> >> Arn't there ways to escape chroot jails? Serge had pointed me to a URL
> >> which showed chroots can be escaped. And if that is true than having all
> >> user's private mount tree in the same namespace can be a security issue?
> >
> > No. In fact chrooting the user into /share/$USER will actually
> > _grant_ a privilege to the user, instead of taking it away. It allows
> > the user to modify it's root namespace, which it wouldn't be able to
> > in the initial namespace.
> >
> > So even if the user could escape from the chroot (which I doubt), s/he
> > would not be able to do any harm, since unprivileged mounting would be
> > restricted to /share. Also /share/$USER should only have read/search
> > permission for $USER or no permissions at all, which would mean, that
> > other users' namespaces would be safe from tampering as well.
>
> A couple of points.
> - chroot can be escaped, it is just a chdir for the root directory
> it is not a security feature.
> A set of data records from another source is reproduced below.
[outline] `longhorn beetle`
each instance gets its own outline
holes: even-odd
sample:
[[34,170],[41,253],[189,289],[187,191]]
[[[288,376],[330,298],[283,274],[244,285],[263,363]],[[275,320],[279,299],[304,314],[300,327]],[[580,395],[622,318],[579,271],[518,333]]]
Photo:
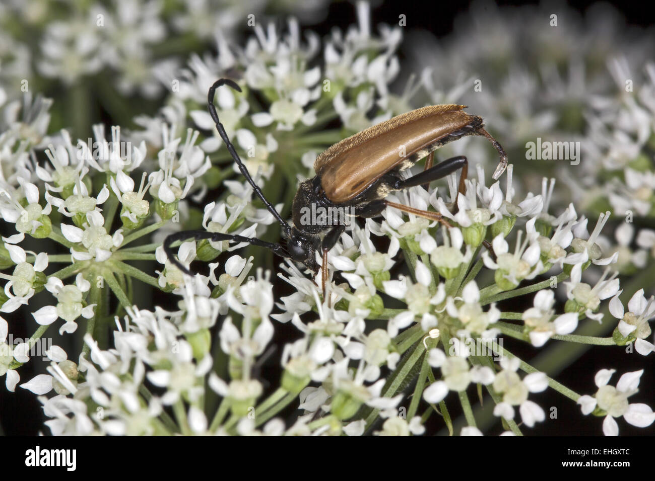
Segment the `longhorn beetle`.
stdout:
[[[323,296],[325,298],[328,251],[337,243],[345,226],[341,223],[326,226],[322,222],[303,223],[303,213],[306,208],[311,205],[324,209],[348,207],[358,217],[373,217],[390,206],[450,226],[438,213],[390,202],[385,198],[392,190],[427,184],[459,169],[462,171],[458,192],[464,193],[464,179],[468,171],[466,156],[453,157],[436,166],[432,165],[432,162],[435,150],[465,135],[485,137],[498,151],[500,162],[494,172],[495,179],[502,174],[507,166],[507,155],[502,147],[483,128],[484,122],[481,117],[462,111],[465,105],[424,107],[369,127],[335,143],[319,155],[314,164],[316,177],[301,183],[293,198],[291,205],[293,225],[290,225],[264,197],[219,120],[214,98],[216,89],[221,85],[227,85],[241,92],[239,86],[229,79],[216,80],[209,89],[207,101],[209,113],[241,173],[266,208],[280,223],[286,242],[266,242],[255,238],[206,230],[187,230],[172,234],[164,241],[164,249],[171,262],[189,275],[191,274],[189,270],[175,258],[171,247],[174,242],[191,238],[196,241],[208,239],[214,242],[226,240],[247,242],[266,247],[282,257],[301,263],[314,275],[319,269],[314,253],[320,251],[322,253]],[[425,169],[421,173],[403,179],[400,173],[402,171],[426,156],[428,160]]]

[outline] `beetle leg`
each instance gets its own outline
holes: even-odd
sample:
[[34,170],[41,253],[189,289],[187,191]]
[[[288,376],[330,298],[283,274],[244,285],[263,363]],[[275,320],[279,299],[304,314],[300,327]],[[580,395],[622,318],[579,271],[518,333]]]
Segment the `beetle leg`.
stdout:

The only security is that you have to
> be root to call chdir. A carefully done namespace setup won't have
> that issue.
>
> - While it may not violate security as far as what a user is allowed
> to modify it may violate security as far as what a user is allowed
> to see.
I think that's just up to the permissions in the global namespace. In
this example if you 'chmod 0 /share' there won't be anything for the
user to see.
> There are interesting per login cases as well such as allowing a
> user to replicate their mount tree from another machine when they
> log in. When /home is on a network filesystem this can be very
> practical and can allow propagation of mounts across machines not
> just across a single login session.
Yeah, sounds interesting, but I think it's better to get the basics
working first, and then we can start to think about the extras.
Btw, there's nothing that prevents cloning the namespace _after_
chrooting into the per-user tree. That would still be simpler than
doing it the other way round: first creating per-session namespaces
and then setting up mount propagation between them.